In the spirit of benchmarks, I ran this on my Linode 512 ($20/month) instance. CPU was slower, but memory/scalar/vector performance was double.
http://browser.primatelabs.com/geekbench2/view/885974
Great article guys, thanks. However can I suggest a better comparison. In our dev environment we use between 13 and 20 vm’s to work, and run our network infrastructure sites on another 2 (each vm is limited to between 1 and 2Gb of ram, and runs vmware tools). Those all talk to a large database server, which has to run in excess of 16 instances of our 4GB MySQL database (we’ve yet to implement the 16 instances of our sister PostgreSQL database).
We’re currently evaluating whether to move those vm’s into the cloud, or buy new hardware, and while ongoing performance is an issue, as long as things aren’t too slow, it’s bearable. The real issue is the ongoing power and hardware costs.
What would be useful would be to benchmark 8-16 vms running on your esx machine vs the same on ec2. Hence you’d probably need 8-12Gb or RAM rather than 4.
Also dba is right, our electricity costs are quite high, I’d be interested to know what the power consumption of the machine is, as clearly that’s less of a factor in the cloud.

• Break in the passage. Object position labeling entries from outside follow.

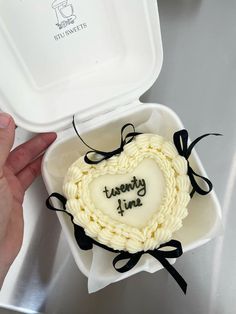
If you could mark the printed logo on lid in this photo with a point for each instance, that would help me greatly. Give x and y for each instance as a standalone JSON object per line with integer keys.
{"x": 66, "y": 19}
{"x": 64, "y": 12}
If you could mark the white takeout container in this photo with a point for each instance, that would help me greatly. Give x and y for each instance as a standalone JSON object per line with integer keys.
{"x": 92, "y": 58}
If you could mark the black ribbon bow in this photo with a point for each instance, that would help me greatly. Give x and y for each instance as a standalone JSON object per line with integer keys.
{"x": 180, "y": 139}
{"x": 160, "y": 255}
{"x": 86, "y": 243}
{"x": 125, "y": 139}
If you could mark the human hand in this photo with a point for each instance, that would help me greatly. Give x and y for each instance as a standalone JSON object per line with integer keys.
{"x": 18, "y": 169}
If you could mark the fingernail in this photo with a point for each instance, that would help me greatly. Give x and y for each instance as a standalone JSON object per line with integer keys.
{"x": 5, "y": 120}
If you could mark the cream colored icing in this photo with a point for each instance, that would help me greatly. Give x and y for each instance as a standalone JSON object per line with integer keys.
{"x": 148, "y": 171}
{"x": 147, "y": 157}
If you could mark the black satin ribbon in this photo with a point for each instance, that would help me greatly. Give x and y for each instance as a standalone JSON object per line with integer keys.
{"x": 160, "y": 255}
{"x": 180, "y": 139}
{"x": 81, "y": 238}
{"x": 125, "y": 139}
{"x": 86, "y": 243}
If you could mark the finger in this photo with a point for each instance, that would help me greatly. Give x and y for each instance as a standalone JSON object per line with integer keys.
{"x": 24, "y": 154}
{"x": 30, "y": 173}
{"x": 7, "y": 134}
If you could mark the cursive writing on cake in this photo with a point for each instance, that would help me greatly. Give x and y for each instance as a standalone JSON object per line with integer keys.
{"x": 123, "y": 204}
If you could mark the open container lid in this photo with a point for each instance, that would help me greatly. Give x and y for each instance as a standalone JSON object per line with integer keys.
{"x": 65, "y": 57}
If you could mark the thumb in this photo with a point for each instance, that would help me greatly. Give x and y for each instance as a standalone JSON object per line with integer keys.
{"x": 7, "y": 135}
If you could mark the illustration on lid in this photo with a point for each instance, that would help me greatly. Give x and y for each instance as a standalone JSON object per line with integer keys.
{"x": 64, "y": 13}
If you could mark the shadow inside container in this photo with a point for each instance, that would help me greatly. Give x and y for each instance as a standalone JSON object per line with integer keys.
{"x": 179, "y": 8}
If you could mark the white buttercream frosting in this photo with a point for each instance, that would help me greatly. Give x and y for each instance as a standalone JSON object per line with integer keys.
{"x": 163, "y": 193}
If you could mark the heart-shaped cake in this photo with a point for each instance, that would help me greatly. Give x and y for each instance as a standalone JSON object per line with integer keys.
{"x": 133, "y": 201}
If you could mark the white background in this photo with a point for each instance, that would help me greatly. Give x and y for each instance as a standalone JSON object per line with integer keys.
{"x": 197, "y": 81}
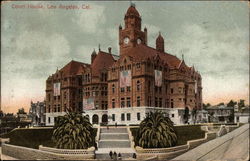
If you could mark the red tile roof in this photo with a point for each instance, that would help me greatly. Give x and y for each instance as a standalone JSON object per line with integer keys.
{"x": 142, "y": 52}
{"x": 73, "y": 68}
{"x": 132, "y": 11}
{"x": 103, "y": 60}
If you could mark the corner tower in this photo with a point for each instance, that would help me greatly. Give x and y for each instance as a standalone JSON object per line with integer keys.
{"x": 131, "y": 35}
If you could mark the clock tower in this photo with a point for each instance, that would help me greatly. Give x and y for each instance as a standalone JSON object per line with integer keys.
{"x": 131, "y": 35}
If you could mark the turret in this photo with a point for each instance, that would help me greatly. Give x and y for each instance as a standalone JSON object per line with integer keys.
{"x": 93, "y": 56}
{"x": 160, "y": 43}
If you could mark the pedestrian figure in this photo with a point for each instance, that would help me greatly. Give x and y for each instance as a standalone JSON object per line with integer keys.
{"x": 115, "y": 156}
{"x": 119, "y": 156}
{"x": 111, "y": 154}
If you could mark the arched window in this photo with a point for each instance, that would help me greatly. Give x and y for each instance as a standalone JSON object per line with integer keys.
{"x": 149, "y": 86}
{"x": 138, "y": 101}
{"x": 138, "y": 85}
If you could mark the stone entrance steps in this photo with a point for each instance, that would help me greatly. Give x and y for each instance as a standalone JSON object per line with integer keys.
{"x": 114, "y": 139}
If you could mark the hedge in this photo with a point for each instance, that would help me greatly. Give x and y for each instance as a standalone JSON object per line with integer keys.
{"x": 32, "y": 138}
{"x": 184, "y": 133}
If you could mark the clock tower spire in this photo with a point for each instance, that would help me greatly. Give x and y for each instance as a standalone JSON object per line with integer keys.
{"x": 131, "y": 35}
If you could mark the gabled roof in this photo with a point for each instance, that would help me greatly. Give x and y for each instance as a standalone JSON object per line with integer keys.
{"x": 73, "y": 68}
{"x": 141, "y": 52}
{"x": 103, "y": 60}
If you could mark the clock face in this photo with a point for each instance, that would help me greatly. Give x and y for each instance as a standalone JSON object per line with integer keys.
{"x": 138, "y": 41}
{"x": 126, "y": 40}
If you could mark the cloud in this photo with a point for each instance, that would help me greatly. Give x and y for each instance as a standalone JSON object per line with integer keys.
{"x": 90, "y": 19}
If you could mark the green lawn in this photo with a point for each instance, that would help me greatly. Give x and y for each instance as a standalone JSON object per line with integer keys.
{"x": 32, "y": 138}
{"x": 184, "y": 133}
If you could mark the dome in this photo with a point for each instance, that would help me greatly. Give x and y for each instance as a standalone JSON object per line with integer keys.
{"x": 132, "y": 11}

I forgot to say, our current setup is an old desktop machine running an Intel i7 quadcore CPU @3.073Ghz, with 24Gb or Ram. It’s happily supporting our 20 vms (normally 10 running at any one time).
Thanks for this! Also note that Amazon EC2 Micro suffers badly from CPU steal under certain circumstances. I wrote a blog post about when not to use EC2s. But also consider similar specs offered for cheaper by DigitalOcean and Linode which can be more bang for the buck.